You are viewing a plain text version of this content. The canonical link for it is here.
Posted to commits@carbondata.apache.org by ak...@apache.org on 2020/07/10 17:28:57 UTC

[carbondata] branch master updated: [CARBONDATA-3885] [CARBONDATA-3884] Fix for load failures with isSIenabled = false and fix for concurrent load failure

This is an automated email from the ASF dual-hosted git repository.
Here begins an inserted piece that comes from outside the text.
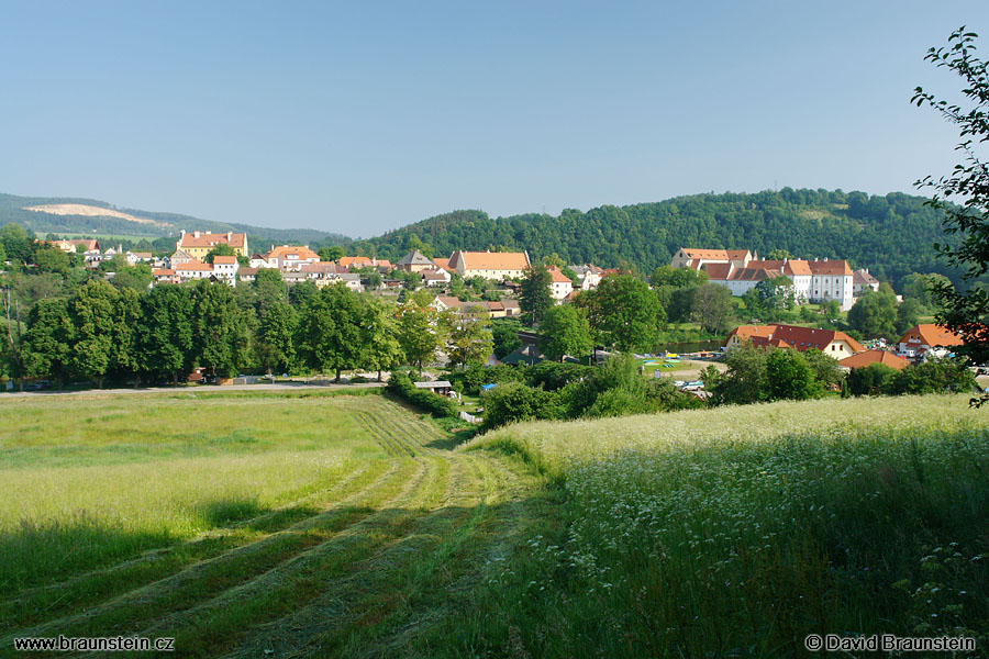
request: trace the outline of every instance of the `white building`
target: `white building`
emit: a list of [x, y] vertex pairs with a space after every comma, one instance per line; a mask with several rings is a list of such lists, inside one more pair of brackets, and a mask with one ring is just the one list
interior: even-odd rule
[[237, 284], [237, 270], [240, 264], [235, 256], [214, 256], [213, 257], [213, 277], [227, 286]]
akashrn5 pushed a commit to branch master
in repository https://gitbox.apache.org/repos/asf/carbondata.git


The following commit(s) were added to refs/heads/master by this push:
     new d4b0709  [CARBONDATA-3885] [CARBONDATA-3884] Fix for load failures with isSIenabled = false and fix for concurrent load failure
d4b0709 is described below

commit d4b0709cf8c4f20ad61114d69022f15663b84915
Author: Vikram Ahuja <vi...@gmail.com>
AuthorDate: Wed Jun 24 12:16:42 2020 +0530

    [CARBONDATA-3885] [CARBONDATA-3884] Fix for load failures with isSIenabled = false and fix for concurrent load failure
    
    Why is this PR needed?
    Issue 1:
    In some concurrent scenarios it was found that certain segment folders were getting deleted for the SI table. When
    the segment was being inserted again back to the SI table during a new load to the main table by doing isSIenabled = false,
    the load to the SI table failed.
    
    Root Cause: It was found that when the segment folder gets deleted and it's entry from table status file is manually
    deleted then, during new load to SI when table status is changed to InsertInProgress during the loading previously
    deleted segments the stale .segmentfile still exists which was pointing to the mergeindexfile which does exist
    anymore(since the segment folder is deleted). Since that mergeindexfile does not exist anymore the load to SI table failed
    
    Issue 2:
    In some concurrent load scenarios in main table with SI table with isSITableEnabled = false , load to SI table fails.
    
    Root Cause: When concurrent loading is done with isSITableEnabled = false, maintable details are taken earlier in the
    code and SItable details are taken later. It was found that there were some scenarios where another concurrent load to
    main table finishes and can change the number of segments in the main table due to which there is mismatch in number
    of segments in the SI table and in the main table. Due to this mismatch when the validmaintableload method is called,
    there can be scenarios where the load fails.
    
    What changes were proposed in this PR?
    Solution for Issue 1: Whenever isSIenabled is set to false and it tries to load previously deleted SI segments to the
    SI table we go and delete the stale .segment file from the metadata folder if it exists. Due to this, while loading a
    new .segment file will be created thus having a new index file path.
    
    Solution for Issue 2: Whenever isSIenabled is set to false and it tries to load previously deleted SI segments,
    just before adding segments in SIFailedSegmentList checking again if the loadname is present in the main table. Only
    adding in SIFailedSegmenList if the loadname is present in the main table and it's in SUCCESS state.
    
    This closes #3802
---
 .../SILoadEventListenerForFailedSegments.scala     | 57 +++++++++++++++++++---
 .../load/CarbonInternalLoaderUtil.java             | 33 ++++++++++++-
 2 files changed, 82 insertions(+), 8 deletions(-)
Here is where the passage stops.